Halfbakery: Tournament Sort

I came up awhile ago with a sorting algorithm which uses slightly fewer than n lg n comparisons while having the advantage that the results are output in order (i.e. the algorithm finds the first item, then the second, etc.) The one (major!) weakness is that the amount of "bookkeeping" required is substantial. Nonetheless, if one has a lot of data to sort in a situation where comparisons are expensive and where getting the items served up "in order" is useful (e.g. if one can start doing something with the data once it starts coming out) the algorithm may be of some use.

Each data item must have associated with it three pieces of information: a 'weight' value (discussed below), status (active or inactive), and a list of data items it has "beaten" (also discussed below). A heap, tree, or chain-bucket data structure should be used to allow data items to be read out in the approximate order of weight.
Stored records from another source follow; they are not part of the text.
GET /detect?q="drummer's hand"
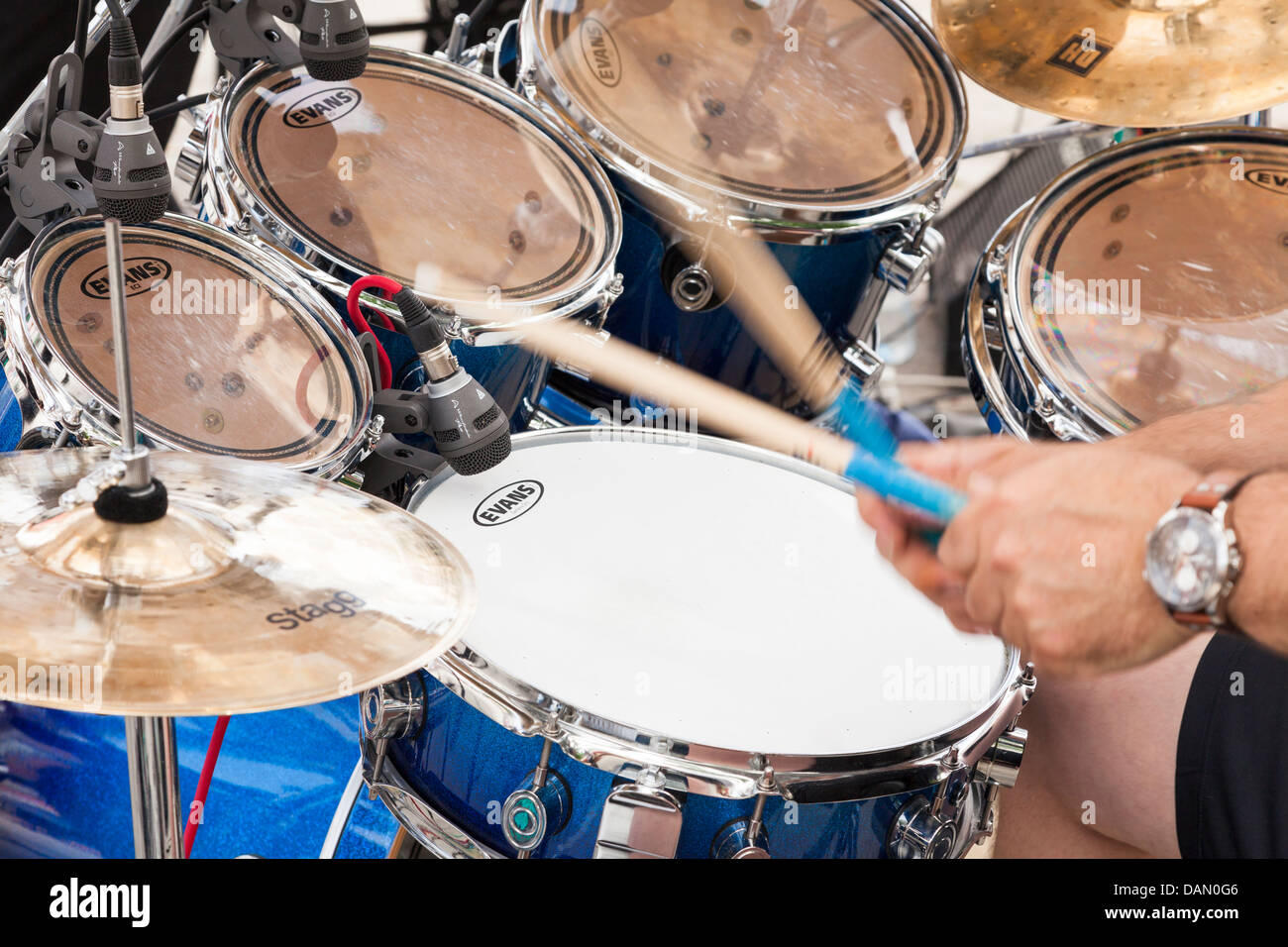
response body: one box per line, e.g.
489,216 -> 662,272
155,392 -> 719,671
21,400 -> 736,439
858,437 -> 1044,631
860,445 -> 1199,676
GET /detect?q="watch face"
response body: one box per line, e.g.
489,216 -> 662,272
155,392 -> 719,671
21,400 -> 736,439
1145,506 -> 1229,612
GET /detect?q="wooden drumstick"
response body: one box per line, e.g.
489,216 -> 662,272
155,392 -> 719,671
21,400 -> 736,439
456,297 -> 965,523
543,16 -> 897,456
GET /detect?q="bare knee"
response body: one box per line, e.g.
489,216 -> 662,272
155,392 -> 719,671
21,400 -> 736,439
1004,639 -> 1207,857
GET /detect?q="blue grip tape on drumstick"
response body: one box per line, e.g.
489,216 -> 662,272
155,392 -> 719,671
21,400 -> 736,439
823,384 -> 899,458
845,447 -> 966,526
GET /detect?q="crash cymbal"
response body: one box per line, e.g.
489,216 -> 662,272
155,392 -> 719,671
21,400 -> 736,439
0,450 -> 476,716
934,0 -> 1288,128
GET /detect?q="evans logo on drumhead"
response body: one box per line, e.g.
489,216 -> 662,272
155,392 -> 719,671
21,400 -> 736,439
282,87 -> 362,129
474,480 -> 546,526
81,257 -> 170,299
581,17 -> 622,89
1244,167 -> 1288,194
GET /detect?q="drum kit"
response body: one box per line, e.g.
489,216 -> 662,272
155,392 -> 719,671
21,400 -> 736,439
0,0 -> 1288,858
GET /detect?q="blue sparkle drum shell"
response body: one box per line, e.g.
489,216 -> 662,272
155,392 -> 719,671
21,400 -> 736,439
364,428 -> 1031,858
520,0 -> 966,414
189,48 -> 621,430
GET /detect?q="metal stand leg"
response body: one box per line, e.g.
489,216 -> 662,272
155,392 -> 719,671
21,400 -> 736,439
125,716 -> 183,858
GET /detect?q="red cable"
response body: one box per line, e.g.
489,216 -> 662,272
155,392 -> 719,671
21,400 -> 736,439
183,716 -> 228,858
345,275 -> 402,388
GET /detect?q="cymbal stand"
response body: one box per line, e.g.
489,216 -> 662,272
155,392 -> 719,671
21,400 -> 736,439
104,218 -> 183,858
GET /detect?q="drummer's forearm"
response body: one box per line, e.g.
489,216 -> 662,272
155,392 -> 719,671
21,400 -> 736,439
1120,381 -> 1288,472
1229,473 -> 1288,656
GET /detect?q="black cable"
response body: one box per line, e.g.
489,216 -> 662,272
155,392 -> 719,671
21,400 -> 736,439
368,20 -> 434,36
143,4 -> 210,91
149,91 -> 210,121
0,218 -> 23,261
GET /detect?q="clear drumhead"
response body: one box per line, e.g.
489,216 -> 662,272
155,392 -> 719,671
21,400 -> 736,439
409,429 -> 1013,755
224,49 -> 621,308
529,0 -> 965,215
23,217 -> 371,472
1012,129 -> 1288,430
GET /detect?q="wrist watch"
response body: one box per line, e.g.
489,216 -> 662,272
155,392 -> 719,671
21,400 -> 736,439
1145,473 -> 1256,634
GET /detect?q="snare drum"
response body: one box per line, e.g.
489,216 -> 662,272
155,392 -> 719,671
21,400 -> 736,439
180,49 -> 621,429
364,428 -> 1034,858
962,126 -> 1288,441
520,0 -> 966,414
0,215 -> 373,476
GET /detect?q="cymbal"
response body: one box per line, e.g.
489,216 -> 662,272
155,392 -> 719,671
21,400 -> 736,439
934,0 -> 1288,128
0,449 -> 476,716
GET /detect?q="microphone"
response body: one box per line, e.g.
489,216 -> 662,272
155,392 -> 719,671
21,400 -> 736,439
299,0 -> 371,82
91,4 -> 170,224
393,288 -> 510,476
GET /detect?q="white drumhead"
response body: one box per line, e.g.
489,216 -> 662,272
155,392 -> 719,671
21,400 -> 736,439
411,429 -> 1010,755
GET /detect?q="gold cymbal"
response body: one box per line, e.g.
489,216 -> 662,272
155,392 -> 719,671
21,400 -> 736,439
0,450 -> 476,716
934,0 -> 1288,128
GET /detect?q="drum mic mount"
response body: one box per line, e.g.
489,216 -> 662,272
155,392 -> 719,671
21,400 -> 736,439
5,53 -> 106,233
210,0 -> 371,82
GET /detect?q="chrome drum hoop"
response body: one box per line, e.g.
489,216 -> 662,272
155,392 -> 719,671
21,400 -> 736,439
962,125 -> 1288,442
962,201 -> 1111,441
0,214 -> 374,479
189,48 -> 622,346
407,428 -> 1035,802
519,0 -> 969,245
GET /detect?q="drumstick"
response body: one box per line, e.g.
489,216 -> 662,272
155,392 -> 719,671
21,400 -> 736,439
557,14 -> 898,458
456,305 -> 965,523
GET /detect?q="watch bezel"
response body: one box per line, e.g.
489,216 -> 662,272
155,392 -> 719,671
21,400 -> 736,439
1145,504 -> 1233,614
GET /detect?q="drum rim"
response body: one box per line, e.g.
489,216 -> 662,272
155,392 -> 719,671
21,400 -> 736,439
519,0 -> 970,237
407,425 -> 1031,801
201,47 -> 623,344
999,125 -> 1288,440
0,213 -> 375,479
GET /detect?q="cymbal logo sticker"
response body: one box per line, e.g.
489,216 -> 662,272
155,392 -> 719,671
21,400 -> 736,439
265,591 -> 368,631
1047,31 -> 1115,76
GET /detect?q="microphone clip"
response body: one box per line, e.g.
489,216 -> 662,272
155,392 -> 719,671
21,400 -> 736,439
4,53 -> 106,233
209,0 -> 370,81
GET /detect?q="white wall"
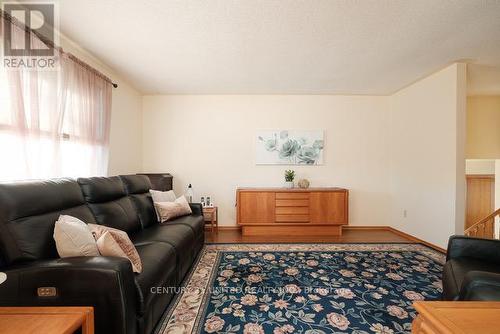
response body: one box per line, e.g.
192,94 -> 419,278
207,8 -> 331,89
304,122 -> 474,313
143,64 -> 466,247
466,96 -> 500,159
143,95 -> 390,226
60,36 -> 142,175
391,64 -> 465,247
465,159 -> 495,175
495,159 -> 500,224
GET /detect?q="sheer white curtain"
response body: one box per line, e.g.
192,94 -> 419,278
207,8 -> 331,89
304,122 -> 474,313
0,15 -> 112,181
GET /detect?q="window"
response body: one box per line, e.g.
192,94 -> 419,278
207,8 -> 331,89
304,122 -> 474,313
0,13 -> 112,180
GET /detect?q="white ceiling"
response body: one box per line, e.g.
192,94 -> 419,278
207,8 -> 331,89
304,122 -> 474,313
60,0 -> 500,95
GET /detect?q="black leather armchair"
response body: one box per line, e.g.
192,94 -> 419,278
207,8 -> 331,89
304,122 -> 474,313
443,236 -> 500,301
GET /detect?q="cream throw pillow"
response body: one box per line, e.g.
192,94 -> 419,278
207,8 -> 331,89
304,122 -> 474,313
89,224 -> 142,273
54,215 -> 99,257
155,196 -> 193,223
149,189 -> 175,221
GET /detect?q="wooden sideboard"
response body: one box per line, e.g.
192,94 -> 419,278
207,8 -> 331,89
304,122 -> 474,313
236,188 -> 349,236
411,301 -> 500,334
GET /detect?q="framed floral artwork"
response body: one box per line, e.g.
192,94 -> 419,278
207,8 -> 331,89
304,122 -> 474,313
255,130 -> 324,165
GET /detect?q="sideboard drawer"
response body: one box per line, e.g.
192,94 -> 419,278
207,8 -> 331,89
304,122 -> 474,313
275,206 -> 309,215
276,199 -> 309,207
276,215 -> 309,223
276,192 -> 309,199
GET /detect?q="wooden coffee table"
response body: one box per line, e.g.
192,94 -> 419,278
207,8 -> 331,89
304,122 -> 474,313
0,306 -> 94,334
411,301 -> 500,334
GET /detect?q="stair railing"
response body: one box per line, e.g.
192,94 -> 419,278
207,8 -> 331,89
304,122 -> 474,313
464,208 -> 500,239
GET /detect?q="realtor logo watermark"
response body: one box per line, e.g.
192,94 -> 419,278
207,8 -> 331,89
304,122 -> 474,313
2,2 -> 58,70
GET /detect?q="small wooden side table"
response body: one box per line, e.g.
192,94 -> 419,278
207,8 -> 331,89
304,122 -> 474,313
0,306 -> 94,334
203,206 -> 219,233
411,301 -> 500,334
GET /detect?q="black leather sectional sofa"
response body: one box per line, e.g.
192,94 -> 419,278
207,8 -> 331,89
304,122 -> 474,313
443,235 -> 500,301
0,175 -> 204,334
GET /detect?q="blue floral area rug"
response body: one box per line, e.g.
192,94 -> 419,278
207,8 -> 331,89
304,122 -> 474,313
157,244 -> 445,334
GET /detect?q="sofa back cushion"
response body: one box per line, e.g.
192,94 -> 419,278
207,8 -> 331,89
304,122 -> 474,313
0,179 -> 95,265
120,175 -> 158,228
78,176 -> 141,233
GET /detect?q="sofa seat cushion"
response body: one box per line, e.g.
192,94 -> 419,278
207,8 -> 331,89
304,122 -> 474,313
443,257 -> 500,300
162,215 -> 205,236
131,224 -> 197,282
135,242 -> 177,315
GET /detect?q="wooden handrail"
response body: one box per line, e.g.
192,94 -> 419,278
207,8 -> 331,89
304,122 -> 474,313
464,208 -> 500,238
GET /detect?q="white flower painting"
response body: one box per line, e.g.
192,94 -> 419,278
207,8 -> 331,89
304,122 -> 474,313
255,130 -> 324,165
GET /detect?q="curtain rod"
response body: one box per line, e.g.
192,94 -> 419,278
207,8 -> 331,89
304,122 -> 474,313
0,9 -> 118,88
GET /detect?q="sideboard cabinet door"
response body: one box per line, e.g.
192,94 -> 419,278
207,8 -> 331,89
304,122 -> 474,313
238,191 -> 276,224
309,192 -> 347,225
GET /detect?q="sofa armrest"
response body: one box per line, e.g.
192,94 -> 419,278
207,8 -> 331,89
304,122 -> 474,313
458,271 -> 500,301
0,257 -> 137,334
189,203 -> 203,216
446,235 -> 500,264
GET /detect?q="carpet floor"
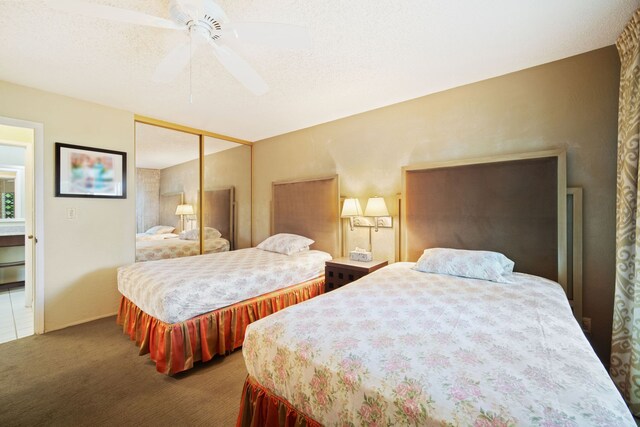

Initially all items are active and assigned a weight of one. The outside loop of the sort procedure is then:

- Examine active items pairwise, in order of "weight". In each pair, the item that should sort earlier should have the other item's weight added to its own; the item which should sort later should be marked inactive and added to the first item's list of "vanquished" data items, but have its weight unchanged. This procedure should be run until there is only one active item.
- The remaining active item is output and all items it had "vanqushed" are returned to active status. It is then permanently deleted from the list.

The first pass through the main loop, all data items will be active; since each comparison eliminates one, the first pass of the outer loop will require n-1 comparisons before yielding the first item output.

The second pass through the main loop will be much faster, since only those data items which had been involved in comparisons with what turned out to be the final item remaining in the first pass will be active. There will be roughly lg n of those, so the second pass will require roughly lg n comparisons.

The third pass will be even shorter, though exactly how much so will depend upon which data item from the second pass was the "winner".

I have run this algorithm with a 1,000,000 item data set and found that it can be implemented reasonably effectively. The "bookkeeping" is not totally unreasonable, though it is a bit complex. As to whether there are any situations where the cost of comparisons is sufficient to justify it, I have no idea. But perhaps someone here might.